Labeling Data Points and Lines (If Necessary) The viewer may or not be able to take their time interpreting and understanding your graph. It is therefore prudent to call out attention to specifice points or features if they are not immediately obvious to the average viewer. A simple label on a data point or feature of importance will immediately bring the readers attention to your message or supporting data. On occasion, the series are closely spaced and may require a short line or arrow (as is done with diaglog bubbles in comic strips) to facilitate viewer clarity. Labels are particularly useful when identifiying events, changes in process, or other cause-effect relationships, as in Effect of Employee Dress on Sales. Lastly, but much less frequently, labels are sometimes used to provide more information than would fit conveniently in the legend or title.
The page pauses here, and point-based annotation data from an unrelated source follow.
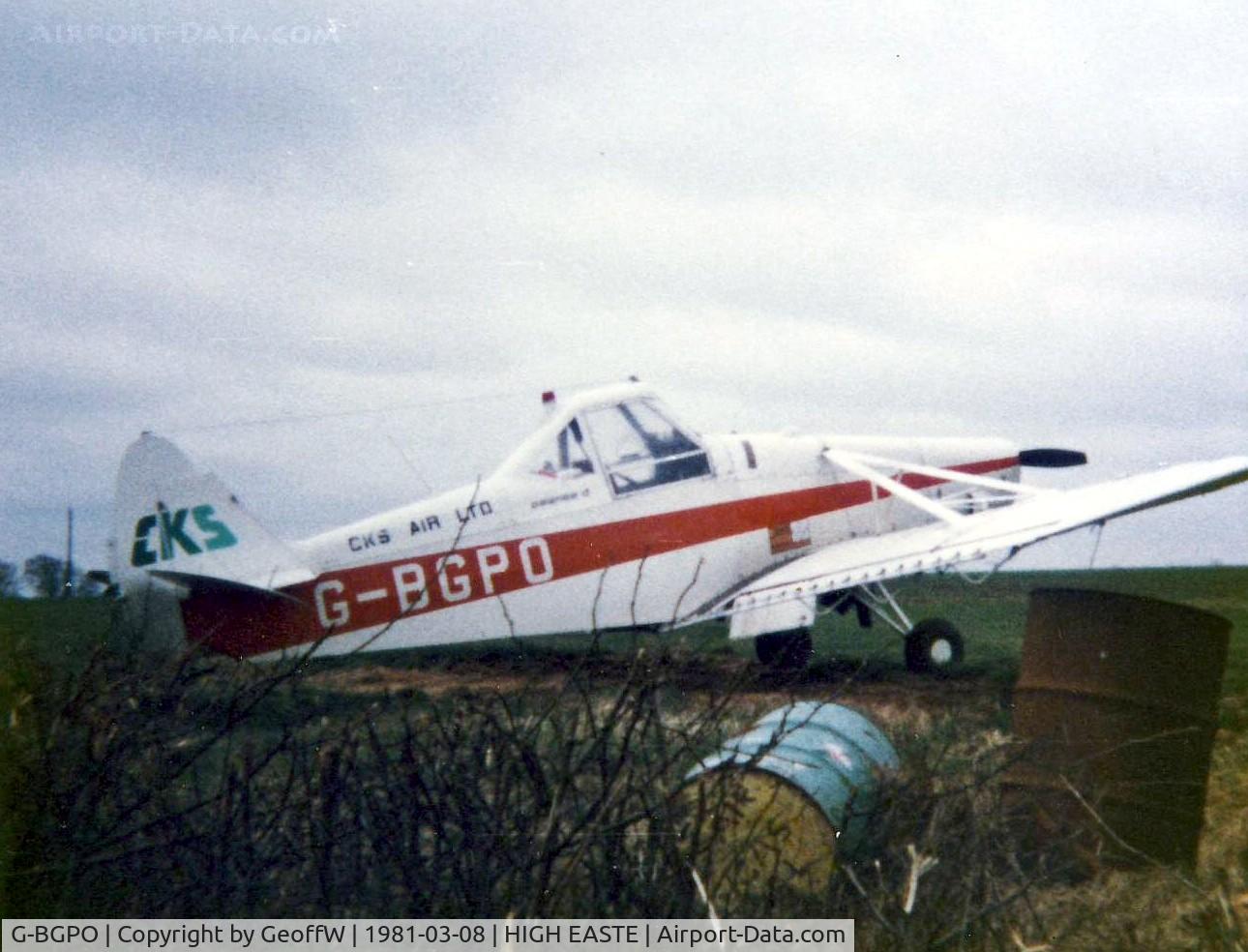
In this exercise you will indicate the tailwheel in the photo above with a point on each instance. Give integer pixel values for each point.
(934, 646)
(786, 649)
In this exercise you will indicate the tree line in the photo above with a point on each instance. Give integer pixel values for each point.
(44, 577)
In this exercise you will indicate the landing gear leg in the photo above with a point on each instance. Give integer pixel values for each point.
(788, 650)
(933, 645)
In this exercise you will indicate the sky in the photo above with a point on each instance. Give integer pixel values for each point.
(337, 251)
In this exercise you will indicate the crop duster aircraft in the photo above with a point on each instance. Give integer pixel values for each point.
(614, 516)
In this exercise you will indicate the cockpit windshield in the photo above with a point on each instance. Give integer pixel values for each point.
(564, 457)
(640, 448)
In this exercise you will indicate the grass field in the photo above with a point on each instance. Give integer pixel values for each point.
(143, 769)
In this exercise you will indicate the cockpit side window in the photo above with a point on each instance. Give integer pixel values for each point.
(640, 448)
(564, 457)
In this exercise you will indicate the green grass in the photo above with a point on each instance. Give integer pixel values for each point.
(56, 637)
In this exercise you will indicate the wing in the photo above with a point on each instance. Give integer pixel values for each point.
(955, 537)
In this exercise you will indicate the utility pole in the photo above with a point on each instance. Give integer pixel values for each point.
(68, 588)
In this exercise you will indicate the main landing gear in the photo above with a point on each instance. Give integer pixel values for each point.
(931, 646)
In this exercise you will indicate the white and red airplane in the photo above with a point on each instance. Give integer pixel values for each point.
(613, 516)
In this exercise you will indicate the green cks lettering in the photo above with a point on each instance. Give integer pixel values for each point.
(173, 534)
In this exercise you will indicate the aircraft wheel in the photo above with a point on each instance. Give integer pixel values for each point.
(786, 649)
(933, 646)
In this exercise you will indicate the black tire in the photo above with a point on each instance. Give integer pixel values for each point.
(934, 646)
(786, 649)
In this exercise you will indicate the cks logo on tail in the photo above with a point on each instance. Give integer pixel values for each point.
(172, 533)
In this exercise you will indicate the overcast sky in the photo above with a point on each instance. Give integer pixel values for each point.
(337, 256)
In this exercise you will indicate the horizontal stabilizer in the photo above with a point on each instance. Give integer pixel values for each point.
(1042, 516)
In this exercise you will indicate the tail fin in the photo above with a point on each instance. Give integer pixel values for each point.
(173, 521)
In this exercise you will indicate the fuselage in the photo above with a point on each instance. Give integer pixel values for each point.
(576, 534)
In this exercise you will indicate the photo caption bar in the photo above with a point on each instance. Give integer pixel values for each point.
(450, 935)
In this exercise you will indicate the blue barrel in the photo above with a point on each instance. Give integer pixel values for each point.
(831, 754)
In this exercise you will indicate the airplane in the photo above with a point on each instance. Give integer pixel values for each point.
(613, 514)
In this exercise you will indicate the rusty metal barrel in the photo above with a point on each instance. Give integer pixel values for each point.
(1118, 699)
(782, 801)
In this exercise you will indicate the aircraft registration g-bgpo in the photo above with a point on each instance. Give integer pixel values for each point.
(614, 516)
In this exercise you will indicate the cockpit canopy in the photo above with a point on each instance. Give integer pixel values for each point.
(632, 442)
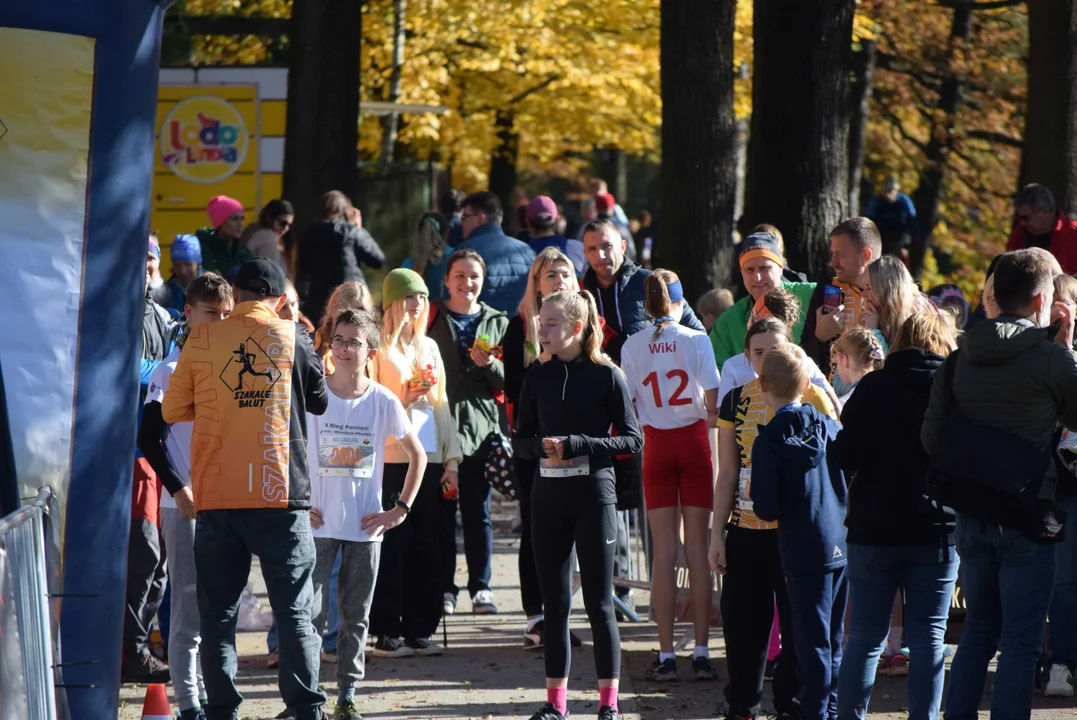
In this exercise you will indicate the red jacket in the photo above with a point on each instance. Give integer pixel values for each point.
(1063, 242)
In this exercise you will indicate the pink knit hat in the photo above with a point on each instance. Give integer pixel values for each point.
(221, 208)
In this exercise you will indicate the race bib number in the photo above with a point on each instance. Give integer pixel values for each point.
(744, 490)
(345, 455)
(568, 467)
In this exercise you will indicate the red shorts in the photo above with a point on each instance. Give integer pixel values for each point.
(677, 466)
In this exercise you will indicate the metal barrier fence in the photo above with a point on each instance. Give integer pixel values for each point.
(26, 635)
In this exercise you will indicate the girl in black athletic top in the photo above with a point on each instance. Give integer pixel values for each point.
(567, 408)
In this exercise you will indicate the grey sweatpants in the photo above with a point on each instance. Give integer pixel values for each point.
(183, 635)
(359, 569)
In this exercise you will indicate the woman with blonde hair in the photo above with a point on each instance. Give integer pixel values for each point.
(407, 601)
(550, 272)
(898, 538)
(567, 408)
(349, 295)
(892, 296)
(430, 251)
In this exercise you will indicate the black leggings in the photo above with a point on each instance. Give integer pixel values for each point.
(592, 528)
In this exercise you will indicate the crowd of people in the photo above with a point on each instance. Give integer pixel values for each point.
(870, 439)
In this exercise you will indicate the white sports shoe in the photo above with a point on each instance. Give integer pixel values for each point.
(1060, 682)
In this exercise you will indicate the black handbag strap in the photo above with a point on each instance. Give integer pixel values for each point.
(949, 368)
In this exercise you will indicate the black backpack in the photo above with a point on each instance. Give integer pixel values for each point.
(990, 474)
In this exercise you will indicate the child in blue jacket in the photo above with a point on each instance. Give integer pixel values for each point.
(796, 482)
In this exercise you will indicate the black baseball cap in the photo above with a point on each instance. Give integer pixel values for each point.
(262, 277)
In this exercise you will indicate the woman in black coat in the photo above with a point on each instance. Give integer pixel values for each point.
(898, 538)
(333, 251)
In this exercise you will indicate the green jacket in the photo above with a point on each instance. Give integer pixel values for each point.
(222, 255)
(471, 389)
(1011, 376)
(728, 332)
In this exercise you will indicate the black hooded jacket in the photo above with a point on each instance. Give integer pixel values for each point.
(880, 449)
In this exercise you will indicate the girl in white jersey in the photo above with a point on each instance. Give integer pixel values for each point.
(674, 382)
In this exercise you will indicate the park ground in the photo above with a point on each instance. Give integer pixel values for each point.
(486, 675)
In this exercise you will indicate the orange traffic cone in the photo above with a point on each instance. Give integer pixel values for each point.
(155, 706)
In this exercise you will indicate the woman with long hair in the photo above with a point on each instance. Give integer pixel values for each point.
(407, 601)
(674, 383)
(466, 332)
(349, 295)
(430, 250)
(332, 251)
(899, 539)
(567, 408)
(550, 272)
(744, 547)
(267, 237)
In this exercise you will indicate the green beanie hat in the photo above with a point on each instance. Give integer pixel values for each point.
(400, 283)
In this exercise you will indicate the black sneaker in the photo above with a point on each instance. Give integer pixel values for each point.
(702, 668)
(661, 671)
(391, 647)
(422, 646)
(547, 711)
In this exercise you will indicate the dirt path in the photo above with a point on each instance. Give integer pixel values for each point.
(486, 675)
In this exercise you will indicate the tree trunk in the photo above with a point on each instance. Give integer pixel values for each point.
(321, 146)
(798, 151)
(699, 129)
(859, 102)
(928, 191)
(1051, 60)
(391, 122)
(503, 165)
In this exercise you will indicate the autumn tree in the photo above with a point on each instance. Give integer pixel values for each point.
(797, 161)
(698, 180)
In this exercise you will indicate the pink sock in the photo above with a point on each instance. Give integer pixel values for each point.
(775, 647)
(559, 699)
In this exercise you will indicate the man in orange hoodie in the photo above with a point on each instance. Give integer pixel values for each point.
(247, 383)
(1039, 223)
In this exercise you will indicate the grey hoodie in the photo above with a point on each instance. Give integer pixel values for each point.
(1009, 376)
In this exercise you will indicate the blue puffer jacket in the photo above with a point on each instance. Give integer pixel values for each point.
(627, 312)
(507, 264)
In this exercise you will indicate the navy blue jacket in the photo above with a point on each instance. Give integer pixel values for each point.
(623, 306)
(797, 480)
(507, 265)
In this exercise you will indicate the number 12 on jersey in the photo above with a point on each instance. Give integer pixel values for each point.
(677, 396)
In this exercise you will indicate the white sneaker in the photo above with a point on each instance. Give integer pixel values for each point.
(1060, 682)
(483, 603)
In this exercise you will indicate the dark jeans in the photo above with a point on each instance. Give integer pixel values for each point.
(753, 583)
(876, 573)
(474, 504)
(530, 593)
(224, 542)
(407, 597)
(817, 601)
(145, 586)
(1007, 581)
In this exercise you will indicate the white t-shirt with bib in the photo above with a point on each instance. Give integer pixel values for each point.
(178, 437)
(346, 451)
(668, 376)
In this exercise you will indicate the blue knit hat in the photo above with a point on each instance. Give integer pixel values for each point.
(186, 249)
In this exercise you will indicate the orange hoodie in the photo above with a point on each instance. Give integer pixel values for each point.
(247, 383)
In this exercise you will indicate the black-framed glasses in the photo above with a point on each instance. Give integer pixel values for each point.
(350, 346)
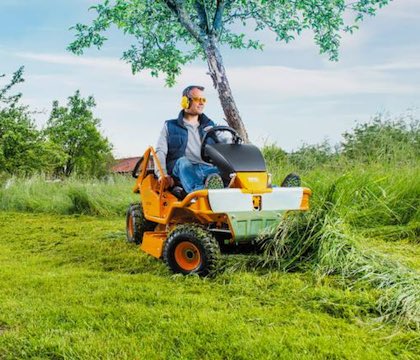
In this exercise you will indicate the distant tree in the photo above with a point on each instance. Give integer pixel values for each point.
(75, 130)
(23, 148)
(172, 33)
(383, 139)
(7, 100)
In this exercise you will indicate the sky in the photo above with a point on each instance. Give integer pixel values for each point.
(287, 94)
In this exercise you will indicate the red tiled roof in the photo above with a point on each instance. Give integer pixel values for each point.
(125, 165)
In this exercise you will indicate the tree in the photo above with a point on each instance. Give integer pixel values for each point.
(172, 33)
(11, 100)
(23, 148)
(75, 130)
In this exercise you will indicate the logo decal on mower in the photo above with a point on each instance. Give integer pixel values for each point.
(256, 202)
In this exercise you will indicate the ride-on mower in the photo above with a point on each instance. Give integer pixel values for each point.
(189, 230)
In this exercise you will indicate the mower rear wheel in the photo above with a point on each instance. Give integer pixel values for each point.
(137, 224)
(191, 249)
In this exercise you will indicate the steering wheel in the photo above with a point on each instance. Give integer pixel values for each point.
(211, 133)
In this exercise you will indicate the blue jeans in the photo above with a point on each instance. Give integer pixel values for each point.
(192, 176)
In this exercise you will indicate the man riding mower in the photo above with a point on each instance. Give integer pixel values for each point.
(189, 230)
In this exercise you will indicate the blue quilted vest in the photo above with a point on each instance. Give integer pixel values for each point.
(178, 137)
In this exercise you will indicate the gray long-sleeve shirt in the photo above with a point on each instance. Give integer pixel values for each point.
(192, 151)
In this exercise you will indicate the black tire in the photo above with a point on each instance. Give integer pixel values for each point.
(136, 224)
(189, 249)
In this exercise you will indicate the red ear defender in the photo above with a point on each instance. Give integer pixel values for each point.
(185, 102)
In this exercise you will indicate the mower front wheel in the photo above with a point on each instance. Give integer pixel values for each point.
(137, 224)
(191, 249)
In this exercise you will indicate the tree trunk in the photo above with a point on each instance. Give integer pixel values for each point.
(221, 84)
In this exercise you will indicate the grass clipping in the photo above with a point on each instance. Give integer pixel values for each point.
(320, 240)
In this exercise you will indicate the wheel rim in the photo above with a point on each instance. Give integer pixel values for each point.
(187, 256)
(130, 226)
Clarity of Concept Communication Embedding: [example of graph with inset and detail] The Stevens
Pure Aluminide Coating (180 min.) graph is a prime example of this
concept, albeit taken to its limit. The graph consists of 14 series tracing
the elemental profiles of 10 elements in a sample--4 elements are repeated
by a different technique. The sample is known to have 3 regions, listed
at the top of the graph. And, while two vertical lines representing the
boundaries would have sufficed, a picture showing the character of the
measured area was taken and sized to match the data scale before being
set as the backgound for the plot area. In addition to nicely delineating
the zones in the sample, the detail shown in the micrograph provides a
level of correllation possible in no other way. Composites / overlays:
If comparisons are to be drawn from your graph(s), be careful to show
the data in a complete light. An adaptation of data from the Broad street
Cholera Epidemic of 1858 demonstrates how the exact same data can be presented
to support different assertions.
In the frist graph, above, the deaths are tallied by day, and it appears the removal of the pump handle had no effect.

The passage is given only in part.